My handwriting was particularly small in college, with only a pocket tickler to cover all my notes for one semester. So,I sought fine-pointed pens so I can fit two lines of text per notebook rule, with G-Tec C3, Uni-Pin 0.05, and the uncommon Micro variant of the retractable Uniball Signo being my top choices.
Yet I always dreamed of a fountain pen, looking at National Bookstore’s displays when I’m off to check out new Moleskine releases (they don’t make them like they used to) or get G-Tec refills. Whenever I get customized Parker pens for gifts, I’d hope to see a nib when I remove the cap. But all I got were ballpoints that would stop working after a few weeks.
Also, I couldn’t get myself one. Those NBS prices are expensive.
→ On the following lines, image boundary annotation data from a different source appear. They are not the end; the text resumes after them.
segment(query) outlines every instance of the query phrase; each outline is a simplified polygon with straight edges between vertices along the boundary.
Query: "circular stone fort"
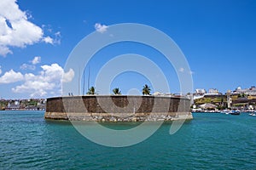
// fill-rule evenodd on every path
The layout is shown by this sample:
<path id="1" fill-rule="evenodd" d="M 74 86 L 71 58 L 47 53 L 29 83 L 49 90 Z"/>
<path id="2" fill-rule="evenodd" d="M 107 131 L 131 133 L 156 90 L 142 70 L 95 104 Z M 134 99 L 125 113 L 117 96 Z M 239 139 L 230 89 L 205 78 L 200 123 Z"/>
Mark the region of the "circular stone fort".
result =
<path id="1" fill-rule="evenodd" d="M 183 97 L 84 95 L 47 99 L 45 119 L 143 122 L 192 119 L 190 99 Z"/>

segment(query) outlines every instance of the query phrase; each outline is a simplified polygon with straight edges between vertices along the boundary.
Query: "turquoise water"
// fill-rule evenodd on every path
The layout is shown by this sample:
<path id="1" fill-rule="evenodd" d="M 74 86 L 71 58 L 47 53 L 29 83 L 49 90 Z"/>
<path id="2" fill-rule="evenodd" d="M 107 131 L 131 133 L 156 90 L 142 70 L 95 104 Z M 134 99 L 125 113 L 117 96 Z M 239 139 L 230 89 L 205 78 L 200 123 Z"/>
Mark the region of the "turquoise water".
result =
<path id="1" fill-rule="evenodd" d="M 0 169 L 256 169 L 255 122 L 198 113 L 173 135 L 169 122 L 140 144 L 109 148 L 44 112 L 1 111 Z"/>

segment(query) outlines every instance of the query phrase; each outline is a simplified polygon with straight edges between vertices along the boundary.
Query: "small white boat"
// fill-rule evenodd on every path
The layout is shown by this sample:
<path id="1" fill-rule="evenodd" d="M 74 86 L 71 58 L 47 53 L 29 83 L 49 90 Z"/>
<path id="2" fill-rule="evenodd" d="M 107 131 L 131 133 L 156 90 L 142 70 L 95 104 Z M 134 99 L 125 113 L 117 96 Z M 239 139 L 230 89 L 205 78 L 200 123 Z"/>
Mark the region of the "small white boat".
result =
<path id="1" fill-rule="evenodd" d="M 229 115 L 231 111 L 229 110 L 224 110 L 223 111 L 221 111 L 220 113 L 223 113 L 223 114 L 226 114 L 226 115 Z"/>
<path id="2" fill-rule="evenodd" d="M 256 116 L 256 111 L 249 113 L 249 116 Z"/>

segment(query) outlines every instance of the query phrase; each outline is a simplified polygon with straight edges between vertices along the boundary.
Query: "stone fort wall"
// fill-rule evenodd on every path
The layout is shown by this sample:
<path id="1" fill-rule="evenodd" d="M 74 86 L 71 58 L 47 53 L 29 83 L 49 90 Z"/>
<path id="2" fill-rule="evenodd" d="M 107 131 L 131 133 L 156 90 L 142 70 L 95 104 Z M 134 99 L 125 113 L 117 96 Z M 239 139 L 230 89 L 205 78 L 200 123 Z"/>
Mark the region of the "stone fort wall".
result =
<path id="1" fill-rule="evenodd" d="M 192 119 L 190 99 L 161 96 L 85 95 L 47 99 L 46 119 L 172 121 Z"/>

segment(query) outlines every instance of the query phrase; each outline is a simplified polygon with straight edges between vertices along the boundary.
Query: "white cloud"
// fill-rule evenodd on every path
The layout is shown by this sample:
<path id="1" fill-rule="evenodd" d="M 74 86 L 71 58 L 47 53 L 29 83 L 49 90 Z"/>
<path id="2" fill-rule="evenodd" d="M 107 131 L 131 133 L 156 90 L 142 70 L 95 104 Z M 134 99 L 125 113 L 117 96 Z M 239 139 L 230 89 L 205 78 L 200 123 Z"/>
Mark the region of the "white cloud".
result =
<path id="1" fill-rule="evenodd" d="M 33 65 L 27 65 L 27 64 L 23 64 L 20 66 L 21 70 L 32 70 L 34 71 L 36 69 L 36 66 Z"/>
<path id="2" fill-rule="evenodd" d="M 25 74 L 24 83 L 12 88 L 12 91 L 14 93 L 28 93 L 31 97 L 41 97 L 48 94 L 55 94 L 55 92 L 60 94 L 61 81 L 70 82 L 74 76 L 73 70 L 71 69 L 65 72 L 58 64 L 44 65 L 41 68 L 43 71 L 38 75 Z"/>
<path id="3" fill-rule="evenodd" d="M 53 40 L 51 37 L 49 37 L 49 36 L 46 37 L 44 37 L 44 38 L 43 39 L 43 41 L 44 41 L 45 43 L 50 43 L 50 44 L 53 44 L 53 43 L 54 43 L 54 40 Z"/>
<path id="4" fill-rule="evenodd" d="M 41 62 L 41 57 L 39 57 L 39 56 L 34 57 L 34 59 L 31 61 L 31 63 L 33 65 L 37 65 L 40 62 Z"/>
<path id="5" fill-rule="evenodd" d="M 107 31 L 107 29 L 108 29 L 107 26 L 102 25 L 100 23 L 96 23 L 94 25 L 94 27 L 95 27 L 96 31 L 100 33 L 103 33 L 103 32 Z"/>
<path id="6" fill-rule="evenodd" d="M 30 22 L 32 16 L 19 8 L 16 0 L 0 1 L 0 55 L 12 54 L 10 48 L 25 48 L 41 41 L 51 43 L 41 27 Z"/>
<path id="7" fill-rule="evenodd" d="M 194 71 L 189 71 L 189 74 L 190 74 L 190 75 L 194 75 L 194 74 L 195 74 L 195 72 L 194 72 Z"/>
<path id="8" fill-rule="evenodd" d="M 181 67 L 181 68 L 178 70 L 178 71 L 180 71 L 180 72 L 184 72 L 184 68 Z"/>
<path id="9" fill-rule="evenodd" d="M 0 77 L 0 84 L 19 82 L 23 80 L 23 75 L 20 72 L 15 72 L 10 70 Z"/>

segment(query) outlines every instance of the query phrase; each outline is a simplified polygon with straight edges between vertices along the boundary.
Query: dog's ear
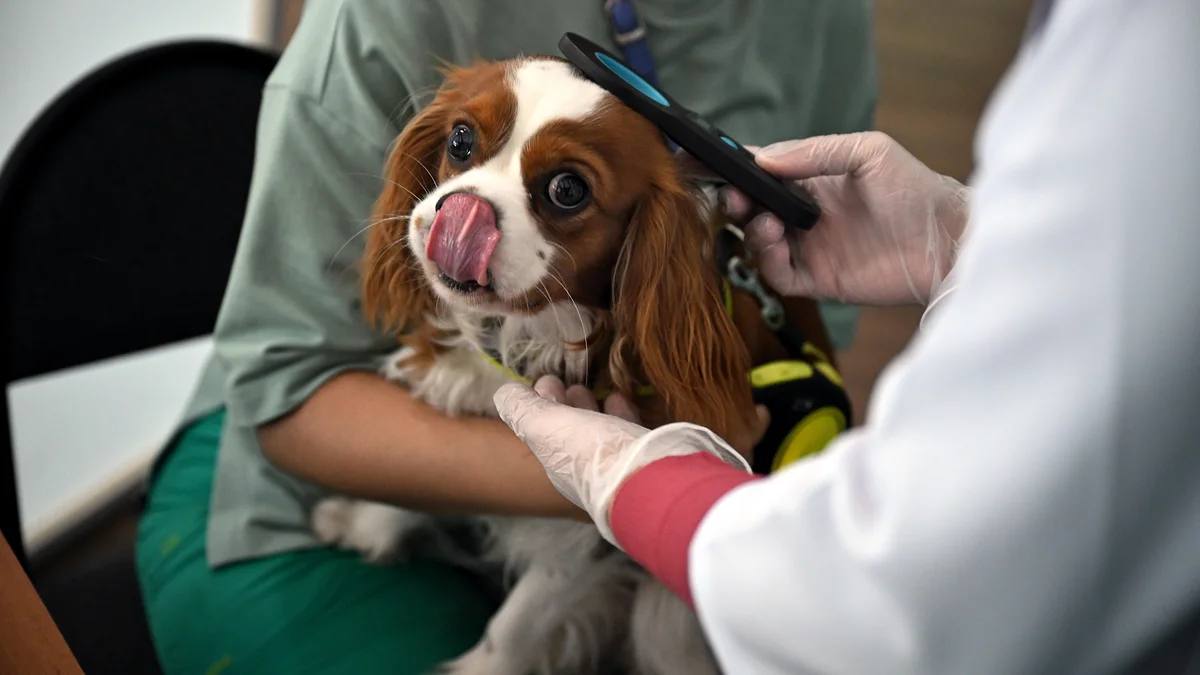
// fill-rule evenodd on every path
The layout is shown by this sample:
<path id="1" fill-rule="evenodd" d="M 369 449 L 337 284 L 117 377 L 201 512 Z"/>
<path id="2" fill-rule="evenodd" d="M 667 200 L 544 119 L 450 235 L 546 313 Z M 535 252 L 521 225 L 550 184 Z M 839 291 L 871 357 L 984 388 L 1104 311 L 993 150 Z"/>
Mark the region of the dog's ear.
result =
<path id="1" fill-rule="evenodd" d="M 445 96 L 439 92 L 408 123 L 388 157 L 362 255 L 364 313 L 382 330 L 403 333 L 434 306 L 408 247 L 408 216 L 416 202 L 437 187 L 446 114 Z"/>
<path id="2" fill-rule="evenodd" d="M 756 424 L 750 357 L 726 313 L 712 219 L 672 174 L 636 207 L 613 276 L 610 371 L 654 387 L 673 420 L 730 437 Z"/>

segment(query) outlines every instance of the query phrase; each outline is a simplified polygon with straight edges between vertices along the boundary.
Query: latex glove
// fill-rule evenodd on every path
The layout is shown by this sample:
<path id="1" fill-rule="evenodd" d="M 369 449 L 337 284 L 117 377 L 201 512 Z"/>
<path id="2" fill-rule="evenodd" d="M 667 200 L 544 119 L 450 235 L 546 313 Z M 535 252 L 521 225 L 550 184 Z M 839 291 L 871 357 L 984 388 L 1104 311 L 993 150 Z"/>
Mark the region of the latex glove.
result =
<path id="1" fill-rule="evenodd" d="M 696 424 L 676 423 L 649 430 L 634 407 L 608 396 L 599 412 L 583 387 L 564 389 L 557 377 L 534 388 L 509 383 L 494 396 L 496 410 L 546 467 L 554 488 L 588 512 L 600 534 L 613 545 L 610 509 L 620 485 L 638 468 L 662 458 L 709 453 L 750 472 L 746 460 L 716 434 Z M 572 407 L 574 404 L 580 407 Z"/>
<path id="2" fill-rule="evenodd" d="M 954 264 L 967 189 L 923 165 L 884 133 L 785 141 L 756 150 L 768 172 L 798 180 L 821 205 L 808 231 L 788 228 L 726 189 L 727 214 L 750 220 L 746 249 L 787 295 L 862 304 L 926 304 Z"/>

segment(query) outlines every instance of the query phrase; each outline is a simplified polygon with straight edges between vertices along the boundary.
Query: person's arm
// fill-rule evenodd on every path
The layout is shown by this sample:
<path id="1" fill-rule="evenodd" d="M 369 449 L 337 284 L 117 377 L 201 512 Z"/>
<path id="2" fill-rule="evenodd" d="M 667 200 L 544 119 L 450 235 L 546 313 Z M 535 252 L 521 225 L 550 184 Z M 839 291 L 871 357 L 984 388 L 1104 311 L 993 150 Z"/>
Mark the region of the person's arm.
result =
<path id="1" fill-rule="evenodd" d="M 1144 68 L 1196 62 L 1195 25 L 1189 0 L 1055 6 L 980 137 L 958 292 L 824 454 L 697 509 L 683 500 L 700 488 L 655 503 L 636 483 L 684 480 L 695 455 L 636 462 L 631 442 L 599 466 L 529 435 L 564 411 L 498 395 L 556 482 L 616 490 L 584 506 L 635 557 L 654 540 L 626 508 L 694 533 L 690 591 L 726 669 L 1117 671 L 1200 607 L 1200 89 Z M 883 299 L 940 285 L 942 258 L 907 262 Z M 853 271 L 874 295 L 880 269 Z M 578 422 L 576 437 L 618 420 Z"/>
<path id="2" fill-rule="evenodd" d="M 276 466 L 347 495 L 430 512 L 582 516 L 508 426 L 446 417 L 370 372 L 334 377 L 258 435 Z"/>

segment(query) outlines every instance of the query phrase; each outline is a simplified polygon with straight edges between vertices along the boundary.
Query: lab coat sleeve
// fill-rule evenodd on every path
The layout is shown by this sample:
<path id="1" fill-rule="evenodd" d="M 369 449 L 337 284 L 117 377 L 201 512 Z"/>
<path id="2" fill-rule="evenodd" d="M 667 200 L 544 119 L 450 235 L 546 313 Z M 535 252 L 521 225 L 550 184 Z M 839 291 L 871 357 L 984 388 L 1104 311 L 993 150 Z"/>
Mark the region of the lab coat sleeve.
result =
<path id="1" fill-rule="evenodd" d="M 866 424 L 720 498 L 727 673 L 1097 673 L 1200 603 L 1194 0 L 1060 1 L 989 108 L 958 291 Z"/>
I forgot about fountain pens until my Japan trip in 2014, when I found a cheap one for under Php100 at a Daiso outlet somewhere in Aichi prefecture, where my host family dropped by to get some munchies. I’d lose that pen (and the replacement that I asked a schoolmate to buy) to borrowers, but I already slipped into the world of nibs and ink.
There is something about how the ink shades and flows on the right paper, and how it “glows” through a demonstrator barrel when light hits it at the right angle, and it makes you want to keep on writing until you use it all up so you could fill the pen again and continue writing.
Right now, I have around a dozen pens and about the same number of ink bottles, stopping the haul as I aim for a pricey piece of craftsmanship from Japan (Nakaya).
There is a line from the movie The Last Castle where the imprisoned general played by Robert Redford comments that those who actually went to war won’t need combat memorabilia. I obsessed on fountain pens and revived my notebook collection in a period when I haven’t written anything substantial for months after leaving journalism, and the pricey pens seemed to make up for whatever lack of output I may have.
Pen, journal, and macha combination for a slow afternoon.
So I write with my pens, and I love writing with them. If they make me jot down memories so ephemeral that they vanish in a whim, I’ll keep on bringing them until I go back to those days when I’ll write with anything on anything because I must see those words on paper.
Until what I write with won’t matter, but what I write.